David Rimmer picture

Editor's Note: David Rimmer is the European security lead for Equifax. David will be talking about the importance of role modelling, Data Guardians and his love of security analogies in his lightning talk – “lessons I learned from my dog” – at the SANS European Security Awareness Summit. Below he discusses the aims of his security programme, on the theme of Population Immunity.

Population immunity (or less flatteringly, “herd immunity”) occurs when most of the population become immune to a given disease, making it more difficult for the disease to take hold and spread. By preventing an outbreak, population immunity provides protection even for people who can’t become be vaccinated against a disease, such as people with compromised immune systems.

Security awareness programmes must pursue their own “population immunity” outcome to reduce the likelihood and limit the impact of security incidents. The goals of an effective awareness programme should include changing the behaviour of staff not only to reduce their likelihood of falling victim to phishing, but to ensure that the group mindset of acting securely affects their colleagues and their wider community. It’s vital that our awareness programmes don’t just aim to influence colleagues with an e-learning package, a poster or an email, but with a set of co-workers who are role modelling how to work securely within their team.

One of my team’s successes is our Data Guardians scheme, in which we work with a handful of staff from each key team to ensure that we have trained, enthusiastic and engaged volunteers to report broken processes, provide security messages in their team meetings, and tell us what’s worked well (and what hasn’t!) in our awareness programme.

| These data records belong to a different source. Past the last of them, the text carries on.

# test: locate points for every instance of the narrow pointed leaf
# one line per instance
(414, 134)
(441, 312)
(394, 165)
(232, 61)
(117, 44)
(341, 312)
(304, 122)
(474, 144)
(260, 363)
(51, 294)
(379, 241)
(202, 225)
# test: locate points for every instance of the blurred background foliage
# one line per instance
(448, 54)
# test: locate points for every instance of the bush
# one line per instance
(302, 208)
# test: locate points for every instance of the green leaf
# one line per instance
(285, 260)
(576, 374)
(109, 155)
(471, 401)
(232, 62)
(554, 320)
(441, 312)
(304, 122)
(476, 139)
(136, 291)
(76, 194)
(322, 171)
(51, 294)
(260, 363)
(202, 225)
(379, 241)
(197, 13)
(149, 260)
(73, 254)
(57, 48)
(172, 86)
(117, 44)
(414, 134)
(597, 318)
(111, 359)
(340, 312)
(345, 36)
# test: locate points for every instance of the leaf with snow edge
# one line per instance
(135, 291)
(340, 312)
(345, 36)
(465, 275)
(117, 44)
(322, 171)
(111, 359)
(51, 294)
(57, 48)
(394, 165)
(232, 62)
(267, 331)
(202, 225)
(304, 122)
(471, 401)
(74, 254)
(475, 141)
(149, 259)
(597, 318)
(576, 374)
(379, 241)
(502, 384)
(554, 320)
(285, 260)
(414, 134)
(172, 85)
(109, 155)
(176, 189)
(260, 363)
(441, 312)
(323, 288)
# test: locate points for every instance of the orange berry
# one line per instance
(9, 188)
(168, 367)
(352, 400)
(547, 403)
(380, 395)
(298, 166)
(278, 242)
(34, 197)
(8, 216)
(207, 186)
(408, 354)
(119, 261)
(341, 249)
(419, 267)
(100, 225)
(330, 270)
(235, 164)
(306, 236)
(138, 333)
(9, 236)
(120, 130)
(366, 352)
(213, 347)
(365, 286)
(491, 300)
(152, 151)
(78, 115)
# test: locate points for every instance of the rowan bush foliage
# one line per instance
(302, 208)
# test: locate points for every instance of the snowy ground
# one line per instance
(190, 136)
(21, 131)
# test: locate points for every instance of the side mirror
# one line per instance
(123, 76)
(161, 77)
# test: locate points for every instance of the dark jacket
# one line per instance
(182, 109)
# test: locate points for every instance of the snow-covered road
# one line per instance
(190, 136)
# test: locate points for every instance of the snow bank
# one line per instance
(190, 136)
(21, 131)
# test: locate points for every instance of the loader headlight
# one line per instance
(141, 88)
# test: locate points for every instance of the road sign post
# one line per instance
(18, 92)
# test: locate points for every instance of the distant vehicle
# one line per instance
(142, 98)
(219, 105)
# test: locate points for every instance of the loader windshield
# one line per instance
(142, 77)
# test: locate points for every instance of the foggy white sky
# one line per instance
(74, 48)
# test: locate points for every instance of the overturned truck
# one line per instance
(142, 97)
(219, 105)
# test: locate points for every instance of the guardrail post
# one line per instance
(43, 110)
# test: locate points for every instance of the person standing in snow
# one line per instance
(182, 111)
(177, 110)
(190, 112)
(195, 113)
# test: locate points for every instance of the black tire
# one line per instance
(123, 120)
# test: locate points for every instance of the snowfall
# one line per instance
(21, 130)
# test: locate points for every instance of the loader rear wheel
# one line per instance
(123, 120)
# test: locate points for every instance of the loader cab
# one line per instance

On top of acting as a “human firewall”, our Data Guardians are visible and friendly role models for security, ensuring that a new employee can emulate their behaviour or can approach them with any questions. Our security version of population immunity therefore relies on strong engagement from the majority of staff, who default to secure working practices and exert their influence over the minority who may never be directly engaged with our message.  After all, it’s unlikely that your programme is resourced to consistently deliver the right message for all staff, via the right medium, all the time.

In my SANS lightning talk, I'll (quickly) cover how you can create security role models in key areas such as operations, how you maintain that level of engagement and drive improvements in culture without a big budget, and how the same approaches have met with success in other areas of life (such as dog training!).

BIO: Currently leading the European security function for Equifax, David has been involved in security leadership roles (focussing on culture change and security engagement) in public and private sector roles over the past 10 years. Contributing to industry programmes such as The Analogies Project, his passion is for making security transparent to the business and to employees - promoting common sense over Cyber jargon.